Massacre d'Oradour-sur-Glane : 80 ans après, des zones d'ombres demeurent

La cour condamne 20 des accusés, mais des amnisties et des grâces entraînent leur libération dans les cinq ans qui suivent le procès. Dès lors, le village d’Oradour-sur Glane se replie sur lui-même. Il faudra plusieurs décennies pour parvenir à une réconciliation entre les proches des victimes du massacre, l’Alsace, les pouvoirs publics et l’Allemagne. En 2013, lors de sa visite le président allemand Joachim Gauck reconnait les manquements de son pays dans la poursuite des responsables. "Si je regarde dans les yeux ceux qui portent l’empreinte de ce crime, je partage votre amertume par rapport au fait que des assassins n’ont pas eu à rendre de comptes", avait-il déclaré en s’adressant à François Hollande.

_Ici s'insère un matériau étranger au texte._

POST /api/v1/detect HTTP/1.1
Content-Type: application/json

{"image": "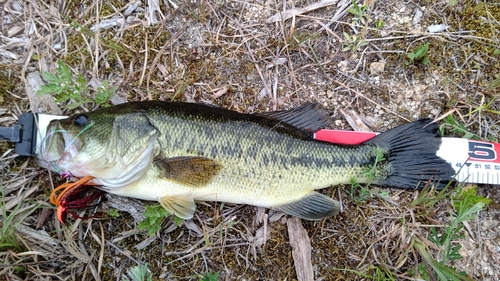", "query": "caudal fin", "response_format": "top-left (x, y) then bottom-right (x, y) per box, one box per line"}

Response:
top-left (366, 119), bottom-right (455, 189)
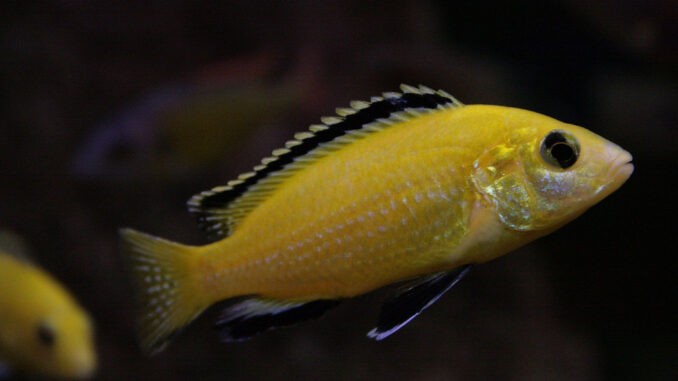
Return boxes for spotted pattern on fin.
[188,85,462,239]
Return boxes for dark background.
[0,0,678,381]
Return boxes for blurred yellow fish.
[0,232,96,378]
[121,85,633,353]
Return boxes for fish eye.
[540,130,579,169]
[37,323,56,348]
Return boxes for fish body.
[0,233,96,378]
[72,54,303,181]
[122,86,633,352]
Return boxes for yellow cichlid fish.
[121,85,633,353]
[0,232,96,378]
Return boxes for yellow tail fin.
[120,229,207,355]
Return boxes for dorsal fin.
[188,85,462,239]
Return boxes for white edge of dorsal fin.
[188,84,462,238]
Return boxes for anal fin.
[367,265,471,340]
[215,298,340,342]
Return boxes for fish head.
[472,110,634,234]
[12,276,97,379]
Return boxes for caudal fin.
[120,229,207,355]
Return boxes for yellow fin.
[188,85,462,239]
[120,229,207,355]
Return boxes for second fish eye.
[540,130,579,169]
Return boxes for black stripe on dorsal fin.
[188,85,462,239]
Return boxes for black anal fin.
[367,265,471,340]
[215,298,340,342]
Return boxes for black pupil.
[551,142,575,168]
[542,131,578,169]
[38,325,56,347]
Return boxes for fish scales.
[121,86,633,353]
[198,110,474,298]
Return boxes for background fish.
[0,232,96,378]
[72,53,309,181]
[121,85,633,353]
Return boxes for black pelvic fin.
[215,299,340,342]
[367,265,471,340]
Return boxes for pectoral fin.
[215,298,339,342]
[367,265,471,340]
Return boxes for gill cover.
[472,129,582,231]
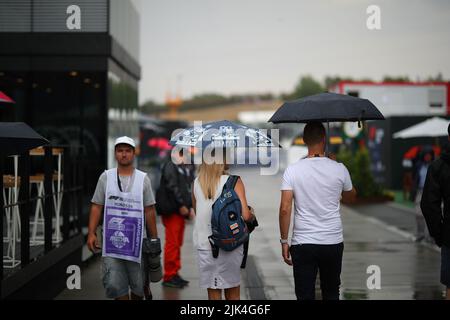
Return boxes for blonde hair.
[198,163,226,199]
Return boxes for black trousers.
[290,242,344,300]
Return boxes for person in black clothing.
[420,125,450,300]
[411,148,434,242]
[156,149,195,288]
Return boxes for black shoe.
[162,276,185,289]
[174,274,189,286]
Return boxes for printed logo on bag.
[108,218,125,231]
[230,223,239,230]
[109,231,130,249]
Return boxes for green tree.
[336,148,383,198]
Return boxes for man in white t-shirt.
[279,122,356,300]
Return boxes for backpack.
[209,176,249,258]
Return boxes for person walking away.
[87,136,158,300]
[279,122,356,300]
[192,161,254,300]
[420,125,450,300]
[157,149,195,288]
[413,150,434,242]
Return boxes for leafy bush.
[337,148,383,198]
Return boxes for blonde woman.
[192,163,252,300]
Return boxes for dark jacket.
[420,145,450,247]
[161,160,195,209]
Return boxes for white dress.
[193,175,244,289]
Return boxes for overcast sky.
[139,0,450,102]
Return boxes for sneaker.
[162,276,185,289]
[174,274,189,286]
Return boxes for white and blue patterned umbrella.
[170,120,280,148]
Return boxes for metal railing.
[0,146,84,282]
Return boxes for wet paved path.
[58,168,444,300]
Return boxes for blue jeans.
[102,257,144,299]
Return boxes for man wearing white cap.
[87,136,158,300]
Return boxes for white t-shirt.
[281,157,353,245]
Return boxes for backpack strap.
[225,175,239,190]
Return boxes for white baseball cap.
[114,136,136,148]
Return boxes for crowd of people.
[87,122,450,300]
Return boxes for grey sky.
[139,0,450,102]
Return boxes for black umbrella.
[0,122,49,156]
[170,120,279,148]
[269,93,384,123]
[268,92,384,152]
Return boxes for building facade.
[0,0,141,193]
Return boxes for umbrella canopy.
[0,91,15,103]
[269,92,384,123]
[394,117,450,139]
[170,120,279,148]
[0,122,48,156]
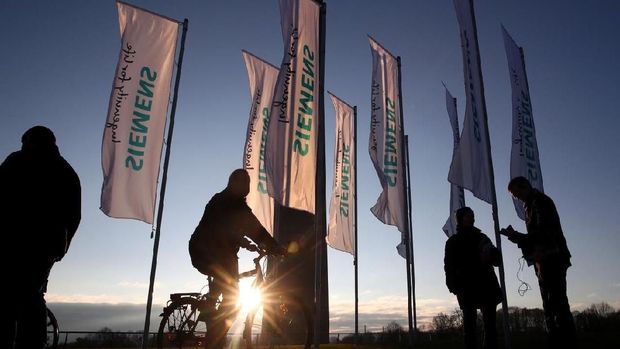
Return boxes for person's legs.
[15,261,53,349]
[207,258,239,349]
[0,290,18,349]
[480,304,497,349]
[539,261,577,348]
[461,306,477,349]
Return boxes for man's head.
[226,168,250,198]
[456,206,475,228]
[22,126,56,150]
[508,176,532,201]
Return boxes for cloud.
[116,281,153,290]
[329,296,457,333]
[45,293,167,305]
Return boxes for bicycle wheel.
[261,294,314,349]
[157,297,207,349]
[45,308,60,349]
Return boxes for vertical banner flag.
[368,37,407,256]
[265,0,322,214]
[442,88,465,237]
[448,0,493,204]
[101,2,179,224]
[326,94,357,254]
[243,51,278,235]
[502,26,543,219]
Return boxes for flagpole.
[468,0,511,349]
[396,56,413,345]
[353,106,359,345]
[142,18,189,349]
[314,0,329,349]
[405,136,418,339]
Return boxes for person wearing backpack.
[0,126,81,349]
[189,169,286,349]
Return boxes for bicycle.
[45,308,60,349]
[157,245,313,349]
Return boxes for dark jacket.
[189,190,280,275]
[444,227,502,308]
[0,146,81,261]
[517,189,571,266]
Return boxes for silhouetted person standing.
[501,177,576,349]
[444,207,502,349]
[189,169,286,349]
[0,126,81,349]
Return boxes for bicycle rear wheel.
[157,297,207,349]
[45,308,60,349]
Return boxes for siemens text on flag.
[442,88,465,237]
[326,95,357,254]
[266,0,322,213]
[502,26,544,219]
[368,38,408,242]
[448,0,493,204]
[101,2,179,223]
[243,51,278,235]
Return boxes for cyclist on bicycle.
[189,169,286,349]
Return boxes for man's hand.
[269,245,288,256]
[499,225,523,243]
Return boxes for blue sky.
[0,0,620,331]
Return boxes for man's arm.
[244,205,286,254]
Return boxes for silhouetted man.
[444,207,502,349]
[0,126,81,349]
[501,177,576,348]
[189,169,286,349]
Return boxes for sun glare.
[237,279,261,318]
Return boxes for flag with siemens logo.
[243,51,278,235]
[368,37,408,237]
[502,26,544,219]
[326,94,357,254]
[265,0,322,214]
[442,88,465,237]
[448,0,493,204]
[100,2,179,224]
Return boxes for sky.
[0,0,620,332]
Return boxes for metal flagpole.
[405,136,418,332]
[469,0,511,349]
[142,18,189,349]
[396,56,413,345]
[353,107,359,344]
[314,0,329,349]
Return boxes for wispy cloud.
[116,281,153,290]
[329,296,457,332]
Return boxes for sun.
[237,279,262,318]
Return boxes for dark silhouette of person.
[444,207,502,349]
[501,177,576,348]
[0,126,81,349]
[189,169,286,349]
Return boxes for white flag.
[368,37,408,251]
[448,0,494,204]
[101,2,179,223]
[502,26,544,219]
[442,88,465,237]
[266,0,322,213]
[243,51,278,235]
[326,94,357,254]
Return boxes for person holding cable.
[500,177,577,349]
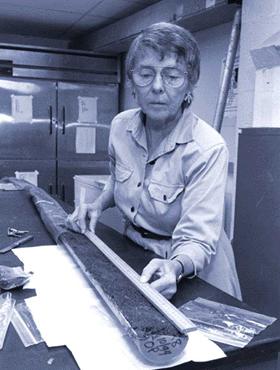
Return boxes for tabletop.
[0,190,280,370]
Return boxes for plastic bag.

Depuis le décès de Robert Hébras en 2023, les ruines d’Oradour-sur-Glane sont les derniers témoins du massacre. Après la guerre, la décision a été prise de conserver le lieu en état. Les pierres sont restées figées pour témoigner de la barbarie qui s’est abattue sur cette localité en juin 1944. Même si ces petites maisons sans toit aux pierres noircies résistent de moins en moins au temps, il est primordial de les sauvegarder. Le souvenir d'Oradour-sur-Glane agit toujours comme une piqûre de rappel, comme le conclut Nicolas Bernard : "Pareil lieu de mémoire conserve valeur d'avertissement à l'humanité, surtout à l'heure où elle est tentée de confier son destin à des régimes, des mouvements, des idéologies autoritaires, haineuses et mortifères."